[DWARF] - Take relocations in account when extracting ranges from .debug_ranges
ClosedPublic

Authored by grimar on Apr 19 2017, 8:27 AM.

Details

Summary

I found this when investigated "Bug 32319 - .gdb_index is broken/incomplete" for LLD.

When we have object file with .debug_ranges section it may be filled with zeroes.
Relocations are exist in file to relocate this zeroes into real values later, but until that
a pair of zeroes is treated as terminator. And DWARF parser thinks there is no ranges at all
when I am trying to collect address ranges for building .gdb_index.

Solution implemented in this patch is to take relocations in account when parsing ranges.
FWIW DWARFFormValue::extractValue() already do that for calculating DW_AT_low_pc/DW_AT_high_pc,
when ranges are not involved. So solution seems to be consistent with existent code.

Diff Detail

Repository
rL LLVM
grimar created this revision.Apr 19 2017, 8:27 AM
grimar retitled this revision from [DWARF] - Take relocations in account when exctracting ranges from .debug_ranges to [DWARF] - Take relocations in account when extracting ranges from .debug_ranges.Apr 19 2017, 8:32 AM
dblaikie added inline comments.Apr 19 2017, 8:35 AM
include/llvm/DebugInfo/DWARF/DWARFContext.h
234 ↗(On Diff #95752)

I don't think there is a ranges.dwo section, is there? The ranges section is in the .o file, always. (the DWARF5 rnglists can go in the .dwo, though)

lib/DebugInfo/DWARF/DWARFDebugRangeList.cpp
25–31 ↗(On Diff #95752)

Should/can/could this be refactored to use the same code as the case you mentioned was already in place for DW_FORM_addr (high/low pc)?

test/DebugInfo/dwarfdump-ranges-unrelocated.s
13–15 ↗(On Diff #95752)

Would 2 functions (also probably simpler for them to be void and empty functions) would suffice to give the CU a DW_AT_ranges rather than high/low pc?

emaste added a subscriber: emaste.Apr 19 2017, 9:56 AM
grimar updated this revision to Diff 95908.Apr 20 2017, 2:36 AM

Thanks for review, David ! All comments were addressed.

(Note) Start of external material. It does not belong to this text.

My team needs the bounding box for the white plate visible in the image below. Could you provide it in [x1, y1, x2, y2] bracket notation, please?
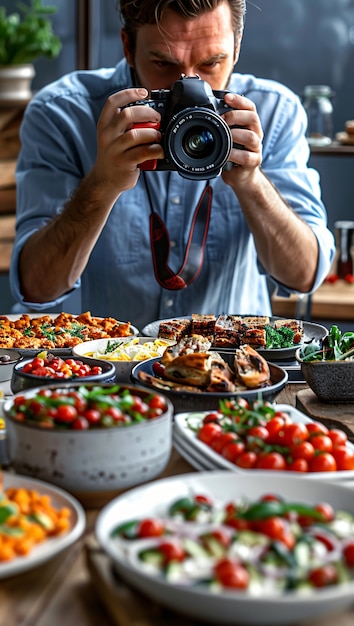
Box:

include/llvm/DebugInfo/DWARF/DWARFContext.h
234 ↗(On Diff #95752)

There is no ranges.dwo in my testcase, but I had to change this API too, because I changed DWARFUnitSectionBase::parseImpl (please see DWARFUnit.h) to take const DWARFSection *RS.

I think I can't change return type for getRangeSection() without changing return type for getRangeDWOSection(),
because DWARFUnitSectionBase::parse() pushes getRangeSection(), but DWARFUnitSectionBase::parseDWO() pushes C.getRangeDWOSection() for RS.

lib/DebugInfo/DWARF/DWARFDebugRangeList.cpp
25–31 ↗(On Diff #95752)

Done. There was many places that could use some helper method like getAddress() instead of inlined applying relocations to values. All of them now uses getRelocatedValue() introduced in this patch.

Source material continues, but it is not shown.